And then it was that Fra Tommaso understood. After years of importuning letters, the intercession of supporters, treatises and apologias written whenever he was allowed paper, his chance for deliverance had come. Not out of love of justice—the manicured pontiff could not possibly care whether Tommaso rotted in prison until he died—but because of what he, Fra Tommaso, knew: learned with difficulty and despite the hindrances of the Church, and carried with him, a tome none could confiscate, on the library shelves of his memory, undamaged despite the decades of torture and abuse. Like the vade mecum that will prove someday invaluable if you only keep it close, his learning had proven his salvation.
“Holy Father,” said Tommaso steadily, “the baleful influence of these great conjunctions can be deflected with God’s approbation and the proper preparations. Let me help you evade these fearful blows.”
The pontiff stared at him balefully, as if the friar had taken a liberty rather than sparing Urban the necessity of commanding his assistance. “Thou treadest unsure ground, monk, and care not for thy footing. Thy latest trials ended well for thee, but thou remainest de vehementi haere-sis suspicione—the strong suspicion of heresy,” he added, as if the Calabrian friar did not know Latin.
Urban took a sheet of heavy paper from a folder, glanced at it and added a few lines, then signed it. Tommaso watched as he folded it up, dripped sealing wax upon the seam, then impressed the papal signet onto the red blob.

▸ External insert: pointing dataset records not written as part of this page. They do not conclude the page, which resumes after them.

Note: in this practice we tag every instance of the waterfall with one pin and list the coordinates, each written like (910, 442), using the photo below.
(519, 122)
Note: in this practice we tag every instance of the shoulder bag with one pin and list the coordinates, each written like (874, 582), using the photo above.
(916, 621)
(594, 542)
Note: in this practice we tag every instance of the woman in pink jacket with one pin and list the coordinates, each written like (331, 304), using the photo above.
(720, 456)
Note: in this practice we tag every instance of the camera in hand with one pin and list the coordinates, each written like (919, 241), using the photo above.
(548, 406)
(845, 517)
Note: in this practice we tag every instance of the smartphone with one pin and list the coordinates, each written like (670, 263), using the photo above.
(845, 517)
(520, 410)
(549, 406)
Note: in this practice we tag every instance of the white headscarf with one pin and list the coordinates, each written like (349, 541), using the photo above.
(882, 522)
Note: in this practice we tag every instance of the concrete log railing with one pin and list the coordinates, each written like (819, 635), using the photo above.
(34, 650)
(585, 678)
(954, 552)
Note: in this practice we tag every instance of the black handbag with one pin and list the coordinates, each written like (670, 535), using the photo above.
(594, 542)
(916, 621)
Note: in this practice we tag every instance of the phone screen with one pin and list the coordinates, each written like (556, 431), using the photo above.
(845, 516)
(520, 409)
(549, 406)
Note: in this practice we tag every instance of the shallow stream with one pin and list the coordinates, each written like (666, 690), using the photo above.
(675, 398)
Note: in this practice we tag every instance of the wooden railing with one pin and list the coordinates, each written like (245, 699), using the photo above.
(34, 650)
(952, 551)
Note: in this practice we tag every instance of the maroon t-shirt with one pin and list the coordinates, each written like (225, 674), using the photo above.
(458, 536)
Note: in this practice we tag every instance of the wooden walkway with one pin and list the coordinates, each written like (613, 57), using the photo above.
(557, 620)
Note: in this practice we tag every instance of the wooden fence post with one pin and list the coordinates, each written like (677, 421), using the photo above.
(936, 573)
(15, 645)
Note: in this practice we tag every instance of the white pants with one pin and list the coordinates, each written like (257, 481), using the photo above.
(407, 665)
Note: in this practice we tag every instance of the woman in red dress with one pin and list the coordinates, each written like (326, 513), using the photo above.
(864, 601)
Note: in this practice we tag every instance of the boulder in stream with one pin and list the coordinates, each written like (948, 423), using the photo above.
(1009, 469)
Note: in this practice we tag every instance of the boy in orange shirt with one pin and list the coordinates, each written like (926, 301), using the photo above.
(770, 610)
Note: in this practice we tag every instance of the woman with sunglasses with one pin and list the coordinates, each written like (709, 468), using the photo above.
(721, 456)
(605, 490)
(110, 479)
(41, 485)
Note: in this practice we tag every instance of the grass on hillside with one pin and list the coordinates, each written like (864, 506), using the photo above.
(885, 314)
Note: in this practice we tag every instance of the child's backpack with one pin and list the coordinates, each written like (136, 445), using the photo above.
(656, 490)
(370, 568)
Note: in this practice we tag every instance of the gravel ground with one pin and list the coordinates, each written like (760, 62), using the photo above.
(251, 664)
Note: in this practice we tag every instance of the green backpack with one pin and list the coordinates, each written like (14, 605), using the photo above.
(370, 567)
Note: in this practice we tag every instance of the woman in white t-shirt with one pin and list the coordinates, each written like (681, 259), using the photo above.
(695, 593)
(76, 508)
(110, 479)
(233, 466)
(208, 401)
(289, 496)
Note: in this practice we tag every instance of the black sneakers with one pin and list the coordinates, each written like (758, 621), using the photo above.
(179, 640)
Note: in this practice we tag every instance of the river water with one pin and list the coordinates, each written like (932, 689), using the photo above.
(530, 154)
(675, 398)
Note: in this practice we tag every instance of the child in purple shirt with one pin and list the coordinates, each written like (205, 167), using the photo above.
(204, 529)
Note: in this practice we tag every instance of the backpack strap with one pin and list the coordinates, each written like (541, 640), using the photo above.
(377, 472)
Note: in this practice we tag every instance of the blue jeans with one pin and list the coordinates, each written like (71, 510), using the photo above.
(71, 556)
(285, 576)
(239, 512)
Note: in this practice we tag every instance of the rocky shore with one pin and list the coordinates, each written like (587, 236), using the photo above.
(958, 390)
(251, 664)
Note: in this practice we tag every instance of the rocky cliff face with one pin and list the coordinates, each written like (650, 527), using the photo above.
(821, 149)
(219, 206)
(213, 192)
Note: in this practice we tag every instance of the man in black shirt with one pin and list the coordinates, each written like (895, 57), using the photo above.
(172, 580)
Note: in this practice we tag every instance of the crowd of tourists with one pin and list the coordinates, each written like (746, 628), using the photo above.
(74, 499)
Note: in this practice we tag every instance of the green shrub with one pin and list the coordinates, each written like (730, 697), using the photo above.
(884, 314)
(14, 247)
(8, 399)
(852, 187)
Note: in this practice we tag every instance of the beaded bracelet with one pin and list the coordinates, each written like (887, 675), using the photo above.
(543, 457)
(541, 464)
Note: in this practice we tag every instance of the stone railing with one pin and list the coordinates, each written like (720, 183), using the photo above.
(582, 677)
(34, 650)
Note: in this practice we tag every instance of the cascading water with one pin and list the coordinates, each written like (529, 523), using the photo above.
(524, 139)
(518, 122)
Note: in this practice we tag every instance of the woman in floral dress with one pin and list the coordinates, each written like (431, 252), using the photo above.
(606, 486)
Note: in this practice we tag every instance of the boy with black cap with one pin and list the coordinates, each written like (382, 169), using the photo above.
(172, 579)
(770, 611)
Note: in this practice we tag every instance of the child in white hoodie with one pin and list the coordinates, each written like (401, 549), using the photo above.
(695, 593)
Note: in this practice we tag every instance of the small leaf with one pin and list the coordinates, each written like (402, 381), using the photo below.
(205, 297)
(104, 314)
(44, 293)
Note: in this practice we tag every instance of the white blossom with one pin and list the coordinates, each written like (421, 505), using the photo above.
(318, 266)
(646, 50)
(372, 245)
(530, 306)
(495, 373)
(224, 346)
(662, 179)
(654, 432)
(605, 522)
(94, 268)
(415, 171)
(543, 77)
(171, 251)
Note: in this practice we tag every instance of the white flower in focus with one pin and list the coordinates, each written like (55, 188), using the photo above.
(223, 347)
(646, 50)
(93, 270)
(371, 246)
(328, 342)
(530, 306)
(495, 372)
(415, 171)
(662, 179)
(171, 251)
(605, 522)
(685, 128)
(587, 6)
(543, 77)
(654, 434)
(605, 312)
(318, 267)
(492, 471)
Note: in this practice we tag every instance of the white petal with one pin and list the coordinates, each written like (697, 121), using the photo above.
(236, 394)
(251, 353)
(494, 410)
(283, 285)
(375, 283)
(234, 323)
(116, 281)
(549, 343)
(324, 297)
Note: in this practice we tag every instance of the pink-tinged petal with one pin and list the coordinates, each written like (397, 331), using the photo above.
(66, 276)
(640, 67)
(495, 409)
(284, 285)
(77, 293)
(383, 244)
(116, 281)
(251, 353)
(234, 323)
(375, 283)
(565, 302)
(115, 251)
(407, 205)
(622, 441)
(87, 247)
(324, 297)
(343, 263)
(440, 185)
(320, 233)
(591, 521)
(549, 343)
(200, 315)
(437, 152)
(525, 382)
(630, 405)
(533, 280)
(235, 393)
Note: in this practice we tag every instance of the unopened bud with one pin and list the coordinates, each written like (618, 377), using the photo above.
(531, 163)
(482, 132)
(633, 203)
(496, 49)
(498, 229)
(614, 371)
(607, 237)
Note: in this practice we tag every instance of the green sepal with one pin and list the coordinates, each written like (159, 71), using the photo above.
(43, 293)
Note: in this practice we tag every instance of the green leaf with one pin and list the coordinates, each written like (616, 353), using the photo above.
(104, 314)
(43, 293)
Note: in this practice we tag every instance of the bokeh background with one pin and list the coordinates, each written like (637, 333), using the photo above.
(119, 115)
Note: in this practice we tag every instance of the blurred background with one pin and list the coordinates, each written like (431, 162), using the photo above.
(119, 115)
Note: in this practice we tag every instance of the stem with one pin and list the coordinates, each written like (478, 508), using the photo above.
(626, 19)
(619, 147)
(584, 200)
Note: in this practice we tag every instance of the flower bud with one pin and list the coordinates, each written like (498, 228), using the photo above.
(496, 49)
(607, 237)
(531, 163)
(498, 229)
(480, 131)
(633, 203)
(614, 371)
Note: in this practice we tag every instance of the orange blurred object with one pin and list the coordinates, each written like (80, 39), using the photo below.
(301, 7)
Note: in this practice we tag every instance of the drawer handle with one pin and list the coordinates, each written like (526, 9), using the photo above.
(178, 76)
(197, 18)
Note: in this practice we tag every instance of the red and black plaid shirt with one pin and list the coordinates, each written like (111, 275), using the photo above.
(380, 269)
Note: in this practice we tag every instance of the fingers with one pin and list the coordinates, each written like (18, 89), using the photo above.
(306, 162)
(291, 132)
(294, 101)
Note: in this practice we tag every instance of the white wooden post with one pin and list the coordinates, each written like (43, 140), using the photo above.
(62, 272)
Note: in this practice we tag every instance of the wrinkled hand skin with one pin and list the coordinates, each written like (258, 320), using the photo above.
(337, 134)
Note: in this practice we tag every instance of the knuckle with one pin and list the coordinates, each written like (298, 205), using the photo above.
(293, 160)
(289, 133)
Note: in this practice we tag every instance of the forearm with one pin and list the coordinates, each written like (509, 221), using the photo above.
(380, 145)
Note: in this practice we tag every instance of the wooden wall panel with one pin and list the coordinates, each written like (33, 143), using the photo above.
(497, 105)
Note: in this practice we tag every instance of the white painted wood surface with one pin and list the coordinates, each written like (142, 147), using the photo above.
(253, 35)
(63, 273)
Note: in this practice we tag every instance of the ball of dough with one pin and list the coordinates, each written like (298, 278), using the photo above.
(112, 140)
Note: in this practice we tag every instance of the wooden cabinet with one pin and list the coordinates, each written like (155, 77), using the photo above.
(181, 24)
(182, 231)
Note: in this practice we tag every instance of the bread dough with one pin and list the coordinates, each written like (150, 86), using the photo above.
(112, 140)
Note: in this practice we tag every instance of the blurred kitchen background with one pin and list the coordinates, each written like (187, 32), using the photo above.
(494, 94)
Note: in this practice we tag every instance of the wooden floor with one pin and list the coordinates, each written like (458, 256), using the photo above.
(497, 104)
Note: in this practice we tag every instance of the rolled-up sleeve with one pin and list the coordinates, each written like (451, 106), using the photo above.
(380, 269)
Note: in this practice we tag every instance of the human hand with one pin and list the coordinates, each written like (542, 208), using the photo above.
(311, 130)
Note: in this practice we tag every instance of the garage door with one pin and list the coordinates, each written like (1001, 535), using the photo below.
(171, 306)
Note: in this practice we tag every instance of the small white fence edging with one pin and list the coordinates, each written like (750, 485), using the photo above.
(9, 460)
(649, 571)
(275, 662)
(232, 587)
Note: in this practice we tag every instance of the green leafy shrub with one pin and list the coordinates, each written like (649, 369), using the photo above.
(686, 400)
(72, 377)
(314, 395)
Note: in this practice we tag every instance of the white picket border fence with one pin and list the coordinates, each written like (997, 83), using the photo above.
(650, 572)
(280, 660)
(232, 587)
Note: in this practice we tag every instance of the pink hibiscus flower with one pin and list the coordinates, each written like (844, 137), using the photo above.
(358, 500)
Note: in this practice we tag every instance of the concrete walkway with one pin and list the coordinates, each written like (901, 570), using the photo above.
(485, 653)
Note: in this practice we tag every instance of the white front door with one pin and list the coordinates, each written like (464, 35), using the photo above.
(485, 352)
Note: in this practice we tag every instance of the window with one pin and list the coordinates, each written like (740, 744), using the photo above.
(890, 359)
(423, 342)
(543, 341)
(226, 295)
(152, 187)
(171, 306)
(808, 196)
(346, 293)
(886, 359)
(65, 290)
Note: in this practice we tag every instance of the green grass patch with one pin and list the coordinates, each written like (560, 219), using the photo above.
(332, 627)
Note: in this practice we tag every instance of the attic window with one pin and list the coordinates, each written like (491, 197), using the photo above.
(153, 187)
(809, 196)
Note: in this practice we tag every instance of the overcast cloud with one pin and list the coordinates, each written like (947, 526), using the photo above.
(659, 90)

Like liturgical ritual, he thought; delight with the voluptuous pleasure of the symbols has clouded their original purpose.
The Pope extended the letter without rising. “Give this to Father Niccolo,” he said. “You shall have access to books, and the means to acquire supplies. Say nothing, and do not write of astrology.”
As Fra Tommaso returned to the outer courtyard, his guards glanced uncertainly at each other like nervous horses: they had not known he was to see the Pope either, and now wondered at his status. Tommaso did not wonder. Clutching the papal commission in his sleeve, the shuffling friar barely glanced at the starry sky—more brilliant than one saw in hazy Rome; more brilliant than he had seen in a quarter century—as he approached the waiting carriage, hours before dawn in the chill country air. The shells of the firmament were spinning at the same rate they had been when he was first pulled under the earth, late in the last century. But when the sun rose this morning, it would be slightly larger.
Father Niccolo, whose responsibilities included charge of the intolerable Fra Tommaso, looked distinctly off-balance at their interview next morning, and doubtless not simply because the friar had been so impertinent as to request it rather than being summoned at the priest’s convenience. The good father had plainly been told of Tommaso’s audience, and that a letter had been put into his hands, rather than given to his guards. Watching him, Tommaso observed the administrator’s desire to demand the letter, which warred with his uncertainty over the shifting balance of power.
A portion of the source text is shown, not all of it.